A significant benefit in OS of 20 months was observed in our high-dose cohort. Limited data are available for the association of dose with survival. Chanda et al. conducted a retrospective analysis on 54 patients with GI NETs and found that those who received higher than octreotide LAR 30 mg had a longer time to radiographic progression. These patients also experienced improved 1-year survival rates [12]. We identified one study that examined overall survival as an endpoint [18]. Using the SEER database, Shen et al. identified a cohort of patients older than age 65 with a diagnosis of metastatic NET and who received treatment with octreotide LAR within 12 months of diagnosis [18]. The authors found that patients who received a higher dose within the first three cycles had better survival outcomes. This cohort of patients likely had more aggressive behavior compared to our current study as all patients required initiation of treatment within 12 months of diagnosis. In contrast, our study captured each patient’s dose exposure throughout the entire treatment period, which may be more reflective of a dose–response relationship.
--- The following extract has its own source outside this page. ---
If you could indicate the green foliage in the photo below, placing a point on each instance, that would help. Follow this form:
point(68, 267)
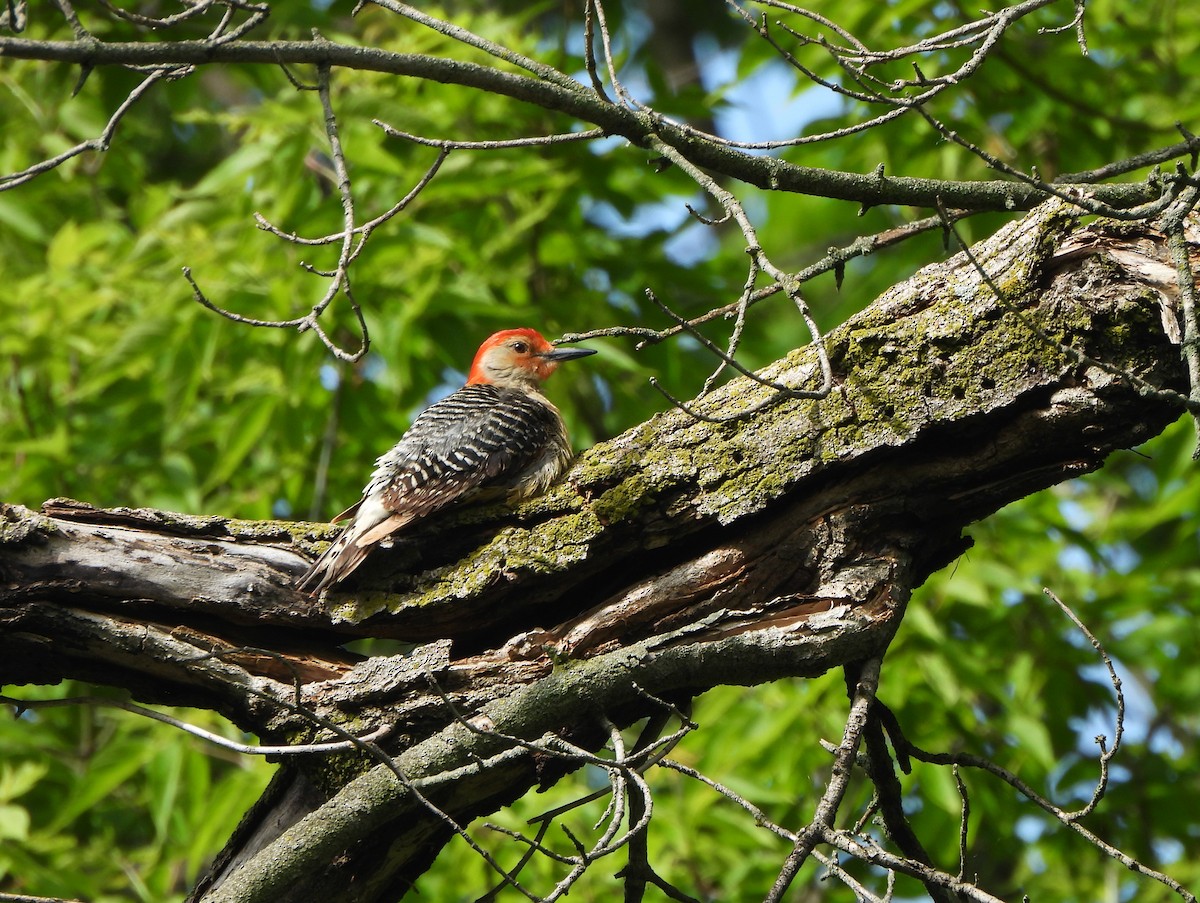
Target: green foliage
point(119, 389)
Given the long period of follow-up in our current study and the use of an average dose, we did not feel that we would be able to accurately record and quantify symptom control with dose escalation in our study. Instead, we looked for changes in CGA and 24-h urine 5-HIAA levels as a surrogate measure and found a non-significant trend towards improved CGA with dose increases of octreotide LAR above 30 mg. Previously, a similar study conducted in our province found variable tumor marker responses to increases in octreotide LAR dose [19]. However, symptom control was better with higher doses of octreotide LAR [19]. Other studies have also demonstrated good associations between high-dose octreotide LAR and carcinoid symptom control [20, 21]. Ferolla et al. followed 28 patients prospectively who had refractory symptoms to octreotide LAR 30 mg every 4 weeks. They found that when the dosing interval was decreased to every 3 weeks, patients achieved clinical control of carcinoid symptoms. These results reflect the poor sensitivity and specificity of CGA and 24-h urine 5HIAA as tumor markers. However, better symptom control with higher doses of octreotide LAR further supports the notion that a dose–response relationship exists. It is plausible that those with a higher symptom burden require a higher dose of octreotide LAR to saturate all somatostatin receptors.
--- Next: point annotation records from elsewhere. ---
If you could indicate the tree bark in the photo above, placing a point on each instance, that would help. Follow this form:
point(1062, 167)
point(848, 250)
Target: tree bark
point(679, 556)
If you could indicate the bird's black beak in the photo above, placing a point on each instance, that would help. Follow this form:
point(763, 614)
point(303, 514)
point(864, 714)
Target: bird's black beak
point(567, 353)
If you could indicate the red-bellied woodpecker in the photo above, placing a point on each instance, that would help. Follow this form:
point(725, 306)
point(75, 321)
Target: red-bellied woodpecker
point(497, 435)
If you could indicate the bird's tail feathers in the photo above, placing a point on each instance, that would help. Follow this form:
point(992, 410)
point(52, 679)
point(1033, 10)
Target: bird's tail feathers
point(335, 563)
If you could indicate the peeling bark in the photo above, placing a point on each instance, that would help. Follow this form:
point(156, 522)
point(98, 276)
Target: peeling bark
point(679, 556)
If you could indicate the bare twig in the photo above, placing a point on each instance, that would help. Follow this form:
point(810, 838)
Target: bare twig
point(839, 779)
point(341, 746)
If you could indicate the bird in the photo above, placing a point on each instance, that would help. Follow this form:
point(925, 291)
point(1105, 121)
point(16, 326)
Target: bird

Several limitations exist in our study. First, this represents a retrospective analysis with inherent selection bias. Although we tried to adjust for differences in patient and disease factors, residual confounding remains in our multivariate analyses. Second, our patient cohort is heterogeneous. For patients who were diagnosed years ago and did not start treatment until 2000, we may lack all information necessary to apply the 2010 WHO grading system for NETs to select for well-differentiated tumors. Since patients with high-grade disease are likely to skew study results, each patient’s treatment course was reviewed and excluded if the treatment intent was chemotherapy for small-cell carcinomas. Third, using the mean octreotide dose per 4-week cycle does not accurately describe a dose–response relationship. However, it is a better approximation of dose exposure compared to using the total cumulative dose or a median dose. These limitations should be weighed against the study’s strengths, which include its large sample size and long duration of follow-up.
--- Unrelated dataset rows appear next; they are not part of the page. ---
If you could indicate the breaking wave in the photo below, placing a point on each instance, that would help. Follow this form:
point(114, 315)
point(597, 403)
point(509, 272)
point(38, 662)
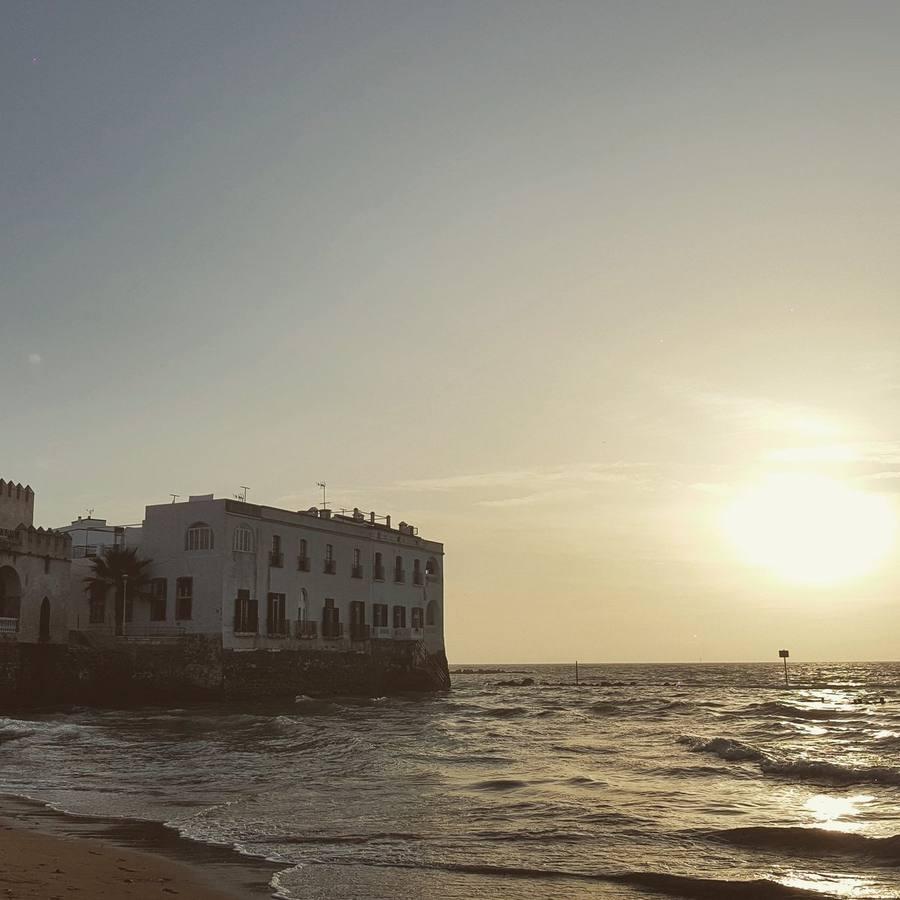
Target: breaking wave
point(811, 840)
In summary, many patients with advanced GEP NETs who require initiation of treatment due to carcinoid symptoms or progressive disease do not experience prolonged survival. Octreotide has been demonstrated in prospective trials to have an antitumor effect on well-differentiated NETs. Our results add to the current literature by demonstrating an association between higher octreotide LAR doses and improved survival. Consideration should be given to future prospective studies to determine the optimal dose and timing for tumor control for this safe and effective medication. Further, recent studies of peptide receptor radionuclide therapy, which exploits somatostatin receptor expression, have shown promise [22]. Therefore, a true understanding of dose–response relationships of somatostatin analogs may help with patient selection for radionuclide therapy.